In a short time, we led Tarna through the balls of the kasbah. We had taken the prisoner rope from her neck, to conceal the fact that she was a free prisoner. I led her by a wrist tether, her wrists crossed and bound, and the tether running to my hand. Sometimes I pulled her abruptly, making her stumble, or run or fall.

I did this for three reasons; it concealed her awkwardness; I was in a hurry; and it pleased me. The wrist tether was from the cords holding the hangings in her room. The cords were not such that they could be easily identified.

“Are these cords such that they are unique to your quarters?” I had asked her.

“No,” she had said. “No.” I had then bound her with them.

“Is she not much too clean?” asked Hassan.

I looked at the bound girl. “Yes,” I said. Then I said to the girl, “Down, down on the floor, on your belly and back, roll.”

She looked at us angrily, but then complied. When she stood again before us, Hassan took soot from one of the tharlarion-oil lamps and rubbed it, here and there, on her body. He then took some tharlarion-oil and, as she shuddered, poured and rubbed it on her left shoulder.

“Of great danger to us now,” said Hassan, “is her lack of a brand.”

“Unless you have an iron with you,” I said, “there is not much helping that at the moment.”
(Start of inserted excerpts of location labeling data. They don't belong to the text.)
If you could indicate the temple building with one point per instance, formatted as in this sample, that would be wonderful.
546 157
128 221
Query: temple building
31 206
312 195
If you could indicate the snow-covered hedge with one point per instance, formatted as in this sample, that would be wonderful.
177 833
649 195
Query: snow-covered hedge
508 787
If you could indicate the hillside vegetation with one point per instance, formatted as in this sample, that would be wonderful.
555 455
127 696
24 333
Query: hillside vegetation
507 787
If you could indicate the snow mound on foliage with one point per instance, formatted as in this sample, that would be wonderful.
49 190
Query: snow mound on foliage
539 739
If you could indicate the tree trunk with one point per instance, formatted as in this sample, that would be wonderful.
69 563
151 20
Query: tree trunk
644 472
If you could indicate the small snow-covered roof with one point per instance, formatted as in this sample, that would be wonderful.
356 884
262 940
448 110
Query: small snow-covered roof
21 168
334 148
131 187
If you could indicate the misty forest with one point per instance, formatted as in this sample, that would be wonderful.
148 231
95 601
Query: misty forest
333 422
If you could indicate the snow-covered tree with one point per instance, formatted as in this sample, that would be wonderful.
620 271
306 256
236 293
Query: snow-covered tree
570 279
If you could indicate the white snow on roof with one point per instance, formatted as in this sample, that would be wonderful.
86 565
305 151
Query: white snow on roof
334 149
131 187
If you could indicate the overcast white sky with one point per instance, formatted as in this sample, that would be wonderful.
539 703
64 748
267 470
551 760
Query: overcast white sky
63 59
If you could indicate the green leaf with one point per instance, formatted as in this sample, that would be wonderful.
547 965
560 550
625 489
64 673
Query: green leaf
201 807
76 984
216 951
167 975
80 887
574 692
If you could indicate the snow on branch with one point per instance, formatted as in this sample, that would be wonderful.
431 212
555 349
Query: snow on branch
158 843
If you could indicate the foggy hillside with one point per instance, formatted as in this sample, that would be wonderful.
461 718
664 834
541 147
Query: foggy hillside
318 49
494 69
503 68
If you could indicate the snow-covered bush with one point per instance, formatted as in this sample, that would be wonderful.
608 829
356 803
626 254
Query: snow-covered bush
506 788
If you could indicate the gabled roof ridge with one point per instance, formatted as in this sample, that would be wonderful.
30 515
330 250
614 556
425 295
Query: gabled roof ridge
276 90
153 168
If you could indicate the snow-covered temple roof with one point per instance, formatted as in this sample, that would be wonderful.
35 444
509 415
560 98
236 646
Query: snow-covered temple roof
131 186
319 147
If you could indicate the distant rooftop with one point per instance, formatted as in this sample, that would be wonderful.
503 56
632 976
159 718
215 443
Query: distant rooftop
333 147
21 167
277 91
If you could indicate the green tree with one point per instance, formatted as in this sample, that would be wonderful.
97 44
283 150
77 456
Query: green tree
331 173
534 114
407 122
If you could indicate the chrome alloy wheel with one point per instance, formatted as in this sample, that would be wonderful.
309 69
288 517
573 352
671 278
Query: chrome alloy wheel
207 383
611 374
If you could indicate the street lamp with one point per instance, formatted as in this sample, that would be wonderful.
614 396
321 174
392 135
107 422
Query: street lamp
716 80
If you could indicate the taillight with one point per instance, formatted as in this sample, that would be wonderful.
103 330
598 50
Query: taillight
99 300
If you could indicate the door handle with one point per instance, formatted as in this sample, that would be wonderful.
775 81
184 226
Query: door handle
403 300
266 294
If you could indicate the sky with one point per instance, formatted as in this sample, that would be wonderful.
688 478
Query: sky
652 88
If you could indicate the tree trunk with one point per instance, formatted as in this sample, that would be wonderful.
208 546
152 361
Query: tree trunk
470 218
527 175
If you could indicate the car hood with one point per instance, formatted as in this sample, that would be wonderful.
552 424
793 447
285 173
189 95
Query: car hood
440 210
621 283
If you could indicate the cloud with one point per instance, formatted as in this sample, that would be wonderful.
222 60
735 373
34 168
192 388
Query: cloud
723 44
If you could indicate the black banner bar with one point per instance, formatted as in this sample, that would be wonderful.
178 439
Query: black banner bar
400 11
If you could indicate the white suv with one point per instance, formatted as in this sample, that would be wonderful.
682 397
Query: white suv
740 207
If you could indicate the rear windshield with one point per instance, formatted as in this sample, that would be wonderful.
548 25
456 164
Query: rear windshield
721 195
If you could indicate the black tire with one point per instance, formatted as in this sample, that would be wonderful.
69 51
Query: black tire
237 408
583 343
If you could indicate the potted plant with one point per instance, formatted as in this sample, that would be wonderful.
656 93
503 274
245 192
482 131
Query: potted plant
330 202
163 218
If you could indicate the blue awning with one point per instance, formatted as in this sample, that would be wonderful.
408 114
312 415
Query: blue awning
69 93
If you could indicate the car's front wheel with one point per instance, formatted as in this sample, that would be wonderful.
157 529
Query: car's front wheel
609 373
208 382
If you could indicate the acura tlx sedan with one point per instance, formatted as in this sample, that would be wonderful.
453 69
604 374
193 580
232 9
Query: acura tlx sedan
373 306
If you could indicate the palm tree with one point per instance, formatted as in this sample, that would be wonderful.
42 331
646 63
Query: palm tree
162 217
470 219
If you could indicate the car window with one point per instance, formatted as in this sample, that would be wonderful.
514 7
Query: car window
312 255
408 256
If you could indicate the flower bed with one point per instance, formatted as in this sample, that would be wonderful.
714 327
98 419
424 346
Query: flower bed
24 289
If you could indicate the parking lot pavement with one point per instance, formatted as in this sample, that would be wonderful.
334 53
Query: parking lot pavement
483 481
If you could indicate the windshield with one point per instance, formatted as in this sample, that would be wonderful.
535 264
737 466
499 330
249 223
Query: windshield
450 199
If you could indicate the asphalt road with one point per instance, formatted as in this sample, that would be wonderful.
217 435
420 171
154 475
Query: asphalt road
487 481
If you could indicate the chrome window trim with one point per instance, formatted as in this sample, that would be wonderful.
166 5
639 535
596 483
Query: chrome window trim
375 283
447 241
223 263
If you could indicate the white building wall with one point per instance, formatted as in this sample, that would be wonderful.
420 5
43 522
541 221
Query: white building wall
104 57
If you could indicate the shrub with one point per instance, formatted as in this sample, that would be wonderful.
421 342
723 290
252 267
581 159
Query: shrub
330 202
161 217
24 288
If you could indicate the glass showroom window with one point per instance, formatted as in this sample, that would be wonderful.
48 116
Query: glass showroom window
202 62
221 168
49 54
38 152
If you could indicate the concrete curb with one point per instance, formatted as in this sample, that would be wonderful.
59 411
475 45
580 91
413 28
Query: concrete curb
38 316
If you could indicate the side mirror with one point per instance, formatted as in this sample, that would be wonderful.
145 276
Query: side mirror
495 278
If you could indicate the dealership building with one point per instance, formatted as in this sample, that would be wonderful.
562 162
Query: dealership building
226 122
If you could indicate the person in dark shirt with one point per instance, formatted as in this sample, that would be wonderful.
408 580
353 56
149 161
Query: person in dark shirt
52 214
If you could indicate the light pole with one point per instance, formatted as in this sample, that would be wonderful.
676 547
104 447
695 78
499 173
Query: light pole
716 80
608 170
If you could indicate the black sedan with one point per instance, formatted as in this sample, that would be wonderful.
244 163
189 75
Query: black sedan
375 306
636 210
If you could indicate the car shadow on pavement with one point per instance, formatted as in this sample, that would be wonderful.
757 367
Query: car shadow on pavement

Still the problem was serious. Girls are branded prominently, usually on the left or right thigh. The brand on a slave girl is not something for which, when the wench is stripped, one must hunt. If it were noted, in our journey to the lower levels, that the woman we led was unmarked, it would be assumed that she was free. This would excite curiosity, and would be sure to be later recalled.

Tarna, of course, would be unmarked. Indeed, she would be likely to be the only unmarked female in the kasbah.

I tore down one of the hangings, a yellow one, and ripped a narrow strip from it. I wound this about the girl’s thighs, low, to reveal her navel. It is called the slave belly. On Gor it is only slave girls who expose, their navels. But the cloth would cover the area, on either hip, which be the likely site of the incised slave mark.

“It might be better,” said Hassan, studying the beauty, “if she were completely stripped.”

“Not without a brand,” I said.

“You are right,” said Hassan. “We cannot risk it.”

“Let them assume,” I suggested, “that we are leading her to someone to whom we are giving her, and that we wish to tear off her last veil, to her horror, only before her new master.”

“Excellent,” said Hassan. “It is at least plausible.”

“It will have to do,” I said.

“Please,” said Tarna. “Lift the cloth to cover my navel.”

I thrust the cloth down, another inch on her hips. She shook with anger, but was silent. She did not much approve either when Hassan cleaned his hands on the cloth about her hips. This dirtied the cloth, making it more fitting to be worn about the hips of a slave; too, of course, it removed the soot from his hands, from the tharlarion-oil lamp.

As we had led her through carousing soldiers, many of them reached for the girl, whom they assumed, as we had intended, was slave. “Oh,” she cried. “Oh!” She found herself much caressed, with the rude familiarity with which a slave girl is handled.